#  Strategy & Ingestion Notebook

This notebook outlines the end-to-end process of preparing and querying a semantic retrieval system tailored for legal documents. It covers:

1. Mock Data Creation
2. Custom Parsing and Chunking
3. Embedding and Indexing
4. Semantic Search and Response Generation

## 1.  Mock Data Creation
We simulate 15 fake legal judgment documents, each with the following structure:
- `metadata_header` (includes case ID)
- `summary`
- `facts_of_case`
- `plaintiff_arguments`
- `defendant_arguments`
- `verdict`

These fields model a real-world legal case breakdown.

## 2.  Custom Parsing & Chunking
We define a function `get_chunk()` to convert each document into 5 distinct chunks:
- Each chunk includes the `document_id`, `section_type`, and the actual `text`
- This granularity allows semantic search over specific parts like the `verdict` or `arguments`

In [2]:

import json


def get_chunk(doc):
    doc_id=doc['metadata_header']['case_id']
    return [
        {"document_id": doc_id, "section_type": "summary", "text": doc["summary"]},
        {"document_id": doc_id, "section_type": "facts_of_case", "text": doc["facts_of_case"]},
        {"document_id": doc_id, "section_type": "plaintiff_arguments", "text": doc["plaintiff_arguments"]},
        {"document_id": doc_id, "section_type": "defendant_arguments", "text": doc["defendant_arguments"]},
        {"document_id": doc_id, "section_type": "verdict", "text": doc["verdict"]}
    ]

with open(r"C:\Users\hp\Documents\synbrains_trainee_works\ragwork\ragwork\mock_legal_data.json") as f:
    documents = json.load(f)

all_chunks = []
for doc in documents:
    all_chunks.extend(get_chunk(doc))

print(f"Parsed {len(all_chunks)} chunks from {len(documents)} documents.")
    

Parsed 100 chunks from 20 documents.


## 3.  Embedding & Indexing
We use `all-MiniLM-L6-v2` from SentenceTransformers to convert all chunk texts into dense vector embeddings. These are saved using `pickle` for later retrieval.

In [3]:

import os
from sentence_transformers import SentenceTransformer
import pickle

os.environ["TRANSFORMERS_NO_TF"] = "1"  

model = SentenceTransformer("all-MiniLM-L6-v2")
texts = [chunk["text"] for chunk in all_chunks]
embeddings = model.encode(texts)

with open("embeddings.pkl", "wb") as f:
    pickle.dump({"chunks": all_chunks, "embeddings": embeddings}, f)

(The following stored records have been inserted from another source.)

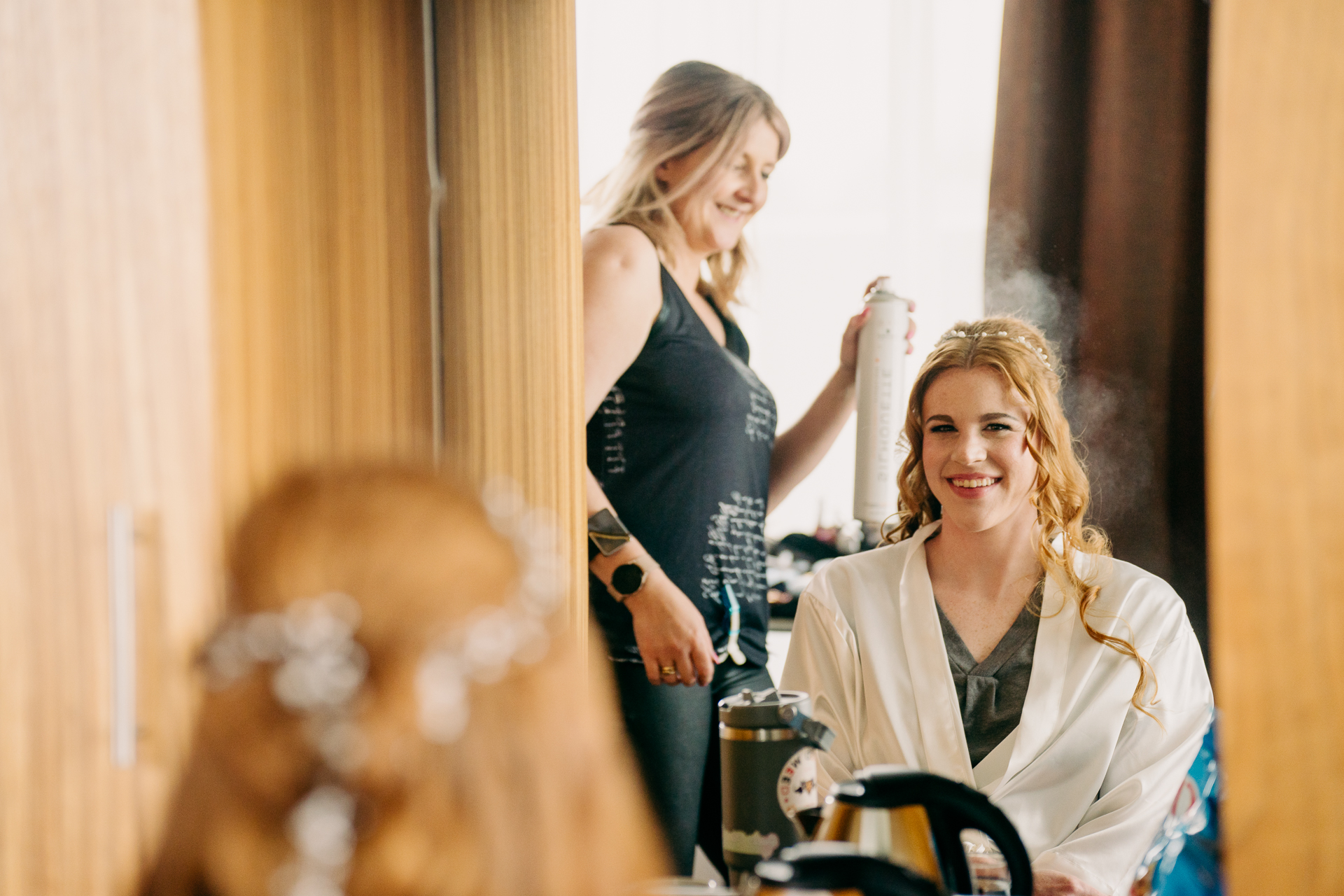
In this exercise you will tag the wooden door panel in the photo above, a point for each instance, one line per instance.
(104, 397)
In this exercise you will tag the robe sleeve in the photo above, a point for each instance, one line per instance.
(1144, 776)
(824, 662)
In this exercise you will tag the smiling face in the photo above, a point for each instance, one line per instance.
(714, 214)
(974, 450)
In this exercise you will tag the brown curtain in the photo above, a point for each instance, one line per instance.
(1097, 232)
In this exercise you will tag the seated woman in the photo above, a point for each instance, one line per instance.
(393, 713)
(996, 641)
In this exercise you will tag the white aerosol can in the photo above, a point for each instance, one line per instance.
(881, 384)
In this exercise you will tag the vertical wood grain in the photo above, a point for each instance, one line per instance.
(320, 192)
(1276, 437)
(512, 280)
(105, 397)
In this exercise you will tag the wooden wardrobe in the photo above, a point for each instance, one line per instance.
(234, 238)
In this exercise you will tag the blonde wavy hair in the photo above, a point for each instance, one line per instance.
(691, 105)
(538, 796)
(1028, 363)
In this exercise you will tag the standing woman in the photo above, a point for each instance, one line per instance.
(682, 449)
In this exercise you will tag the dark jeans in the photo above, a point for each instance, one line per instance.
(675, 734)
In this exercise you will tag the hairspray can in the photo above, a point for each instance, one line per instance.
(881, 383)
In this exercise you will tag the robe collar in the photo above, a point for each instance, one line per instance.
(940, 729)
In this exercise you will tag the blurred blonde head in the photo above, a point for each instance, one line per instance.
(1028, 365)
(691, 105)
(537, 796)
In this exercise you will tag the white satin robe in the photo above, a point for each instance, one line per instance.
(1085, 777)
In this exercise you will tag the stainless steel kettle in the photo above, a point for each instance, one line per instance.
(914, 820)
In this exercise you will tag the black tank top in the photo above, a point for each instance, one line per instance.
(682, 449)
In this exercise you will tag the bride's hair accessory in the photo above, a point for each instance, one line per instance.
(1037, 349)
(320, 668)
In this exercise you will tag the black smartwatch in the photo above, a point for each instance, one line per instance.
(626, 580)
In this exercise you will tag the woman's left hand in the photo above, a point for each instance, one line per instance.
(1053, 883)
(850, 342)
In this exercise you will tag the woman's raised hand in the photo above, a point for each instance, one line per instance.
(671, 633)
(1053, 883)
(850, 342)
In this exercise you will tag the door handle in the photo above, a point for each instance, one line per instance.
(121, 593)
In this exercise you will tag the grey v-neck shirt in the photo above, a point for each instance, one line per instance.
(992, 692)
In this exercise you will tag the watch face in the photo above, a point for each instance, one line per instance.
(628, 578)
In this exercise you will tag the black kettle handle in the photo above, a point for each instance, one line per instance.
(952, 808)
(972, 809)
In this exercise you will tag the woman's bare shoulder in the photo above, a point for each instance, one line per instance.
(622, 246)
(622, 274)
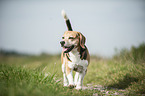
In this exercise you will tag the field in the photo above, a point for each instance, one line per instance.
(28, 75)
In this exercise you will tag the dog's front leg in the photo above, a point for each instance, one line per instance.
(65, 81)
(81, 76)
(70, 77)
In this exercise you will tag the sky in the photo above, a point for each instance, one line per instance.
(36, 26)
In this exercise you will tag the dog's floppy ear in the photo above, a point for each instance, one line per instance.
(82, 40)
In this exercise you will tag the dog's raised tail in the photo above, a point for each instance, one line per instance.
(67, 21)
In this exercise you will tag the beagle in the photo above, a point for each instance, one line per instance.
(74, 57)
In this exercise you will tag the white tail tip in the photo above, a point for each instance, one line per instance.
(64, 15)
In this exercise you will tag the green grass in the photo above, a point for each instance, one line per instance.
(42, 76)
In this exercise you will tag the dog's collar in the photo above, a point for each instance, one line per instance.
(67, 56)
(83, 53)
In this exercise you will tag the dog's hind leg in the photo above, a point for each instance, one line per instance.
(81, 76)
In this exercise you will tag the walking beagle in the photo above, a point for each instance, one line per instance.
(74, 57)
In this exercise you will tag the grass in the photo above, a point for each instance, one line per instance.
(42, 76)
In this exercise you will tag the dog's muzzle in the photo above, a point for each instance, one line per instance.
(62, 43)
(66, 49)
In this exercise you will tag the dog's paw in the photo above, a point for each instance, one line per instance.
(71, 86)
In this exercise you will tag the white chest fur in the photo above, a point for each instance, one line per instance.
(76, 62)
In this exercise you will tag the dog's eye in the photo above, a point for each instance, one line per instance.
(71, 38)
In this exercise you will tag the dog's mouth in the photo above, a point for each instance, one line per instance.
(67, 49)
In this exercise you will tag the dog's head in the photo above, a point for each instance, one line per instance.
(71, 40)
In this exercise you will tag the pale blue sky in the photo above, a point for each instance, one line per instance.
(36, 26)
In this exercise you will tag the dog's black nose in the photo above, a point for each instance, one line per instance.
(62, 43)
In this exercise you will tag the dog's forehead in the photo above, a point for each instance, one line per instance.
(70, 33)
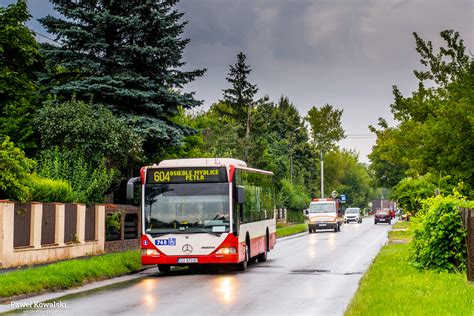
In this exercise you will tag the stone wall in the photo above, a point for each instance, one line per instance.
(36, 252)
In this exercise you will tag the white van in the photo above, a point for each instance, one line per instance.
(352, 214)
(324, 214)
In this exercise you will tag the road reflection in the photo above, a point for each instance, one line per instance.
(313, 240)
(149, 299)
(332, 241)
(226, 289)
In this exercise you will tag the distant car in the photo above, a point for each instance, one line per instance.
(352, 214)
(382, 216)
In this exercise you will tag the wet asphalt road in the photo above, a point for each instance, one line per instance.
(308, 274)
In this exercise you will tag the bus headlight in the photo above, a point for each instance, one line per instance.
(226, 251)
(150, 252)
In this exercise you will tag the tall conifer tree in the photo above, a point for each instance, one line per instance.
(19, 60)
(239, 98)
(126, 54)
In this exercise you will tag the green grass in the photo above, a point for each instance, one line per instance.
(401, 225)
(291, 230)
(67, 274)
(393, 286)
(400, 235)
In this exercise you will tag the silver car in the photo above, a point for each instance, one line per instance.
(352, 214)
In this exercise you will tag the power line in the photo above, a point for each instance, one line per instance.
(48, 38)
(361, 136)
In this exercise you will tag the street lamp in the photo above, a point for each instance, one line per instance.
(291, 153)
(322, 174)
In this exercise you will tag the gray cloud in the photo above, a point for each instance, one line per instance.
(347, 53)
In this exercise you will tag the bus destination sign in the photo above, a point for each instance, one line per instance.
(186, 175)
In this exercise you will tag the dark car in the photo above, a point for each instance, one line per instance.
(382, 216)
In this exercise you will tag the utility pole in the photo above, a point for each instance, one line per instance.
(322, 175)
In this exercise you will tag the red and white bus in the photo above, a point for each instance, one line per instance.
(205, 211)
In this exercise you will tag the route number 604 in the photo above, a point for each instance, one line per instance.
(161, 176)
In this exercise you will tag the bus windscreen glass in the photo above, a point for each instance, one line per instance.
(186, 208)
(327, 207)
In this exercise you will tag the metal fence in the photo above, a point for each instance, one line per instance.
(21, 225)
(70, 223)
(90, 224)
(48, 223)
(467, 215)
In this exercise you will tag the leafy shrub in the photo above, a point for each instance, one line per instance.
(439, 237)
(50, 190)
(91, 130)
(409, 192)
(15, 170)
(89, 182)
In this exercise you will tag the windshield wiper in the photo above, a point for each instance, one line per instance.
(201, 230)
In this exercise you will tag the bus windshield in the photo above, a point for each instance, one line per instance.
(186, 208)
(328, 207)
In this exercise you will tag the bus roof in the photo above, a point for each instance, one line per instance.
(202, 162)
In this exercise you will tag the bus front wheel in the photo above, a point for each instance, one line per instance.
(242, 266)
(164, 268)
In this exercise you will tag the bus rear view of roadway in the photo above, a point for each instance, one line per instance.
(305, 274)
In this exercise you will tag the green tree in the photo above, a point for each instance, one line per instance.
(19, 60)
(326, 128)
(15, 172)
(126, 55)
(435, 133)
(91, 131)
(238, 101)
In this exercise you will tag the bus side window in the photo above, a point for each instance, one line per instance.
(241, 212)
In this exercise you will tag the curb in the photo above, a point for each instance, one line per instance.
(39, 297)
(6, 303)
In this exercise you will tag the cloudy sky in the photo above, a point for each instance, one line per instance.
(347, 53)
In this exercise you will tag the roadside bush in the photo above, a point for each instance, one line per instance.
(409, 192)
(15, 171)
(439, 237)
(89, 183)
(50, 190)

print("Embeddings saved to embeddings.pkl")
    

  from .autonotebook import tqdm as notebook_tqdm


Embeddings saved to embeddings.pkl


## 4.  Semantic Retrieval + LLM Synthesis
We:
- Load embeddings and compute cosine similarity for ranking
- Retrieve the top-k most relevant chunks
- Format these into a prompt and pass it to an LLM (via Langchain-Groq)
- Return a natural language answer

In [4]:

import pickle
from sklearn.metrics.pairwise import cosine_similarity
from langchain_groq import ChatGroq
from dotenv import load_dotenv

from sentence_transformers import SentenceTransformer

load_dotenv()
llm = ChatGroq(groq_api_key=os.getenv("GROQ_API_KEY"), model_name="llama3-8b-8192")
model = SentenceTransformer("all-MiniLM-L6-v2")

def retrieve(query, index_path="embeddings.pkl", top_k=3):
    with open(index_path, "rb") as f:
        data = pickle.load(f)
    chunks = data["chunks"]
    embeddings = data["embeddings"]
    query_embedding = model.encode([query])
    sims = cosine_similarity(query_embedding, embeddings)[0]
    top_indices = sims.argsort()[::-1][:top_k]
    return [chunks[i] for i in top_indices]

def generate_response(query, retrieved_chunks):
    context = "\n\n".join(f"[{c['document_id']} - {c['section_type']}]\n{c['text']}" for c in retrieved_chunks)
    prompt = f"Query: {query}\n\nContext:\n{context}\n\nAnswer:"
    return llm.invoke(input=prompt).content.strip()

query = "What was the verdict in the product liability case?"
top_chunks = retrieve(query)
response = generate_response(query, top_chunks)

print("Answer:\n", response)
    

Answer:
 The verdict in the product liability case is that the court finds for the plaintiff and awards $180,000 in damages.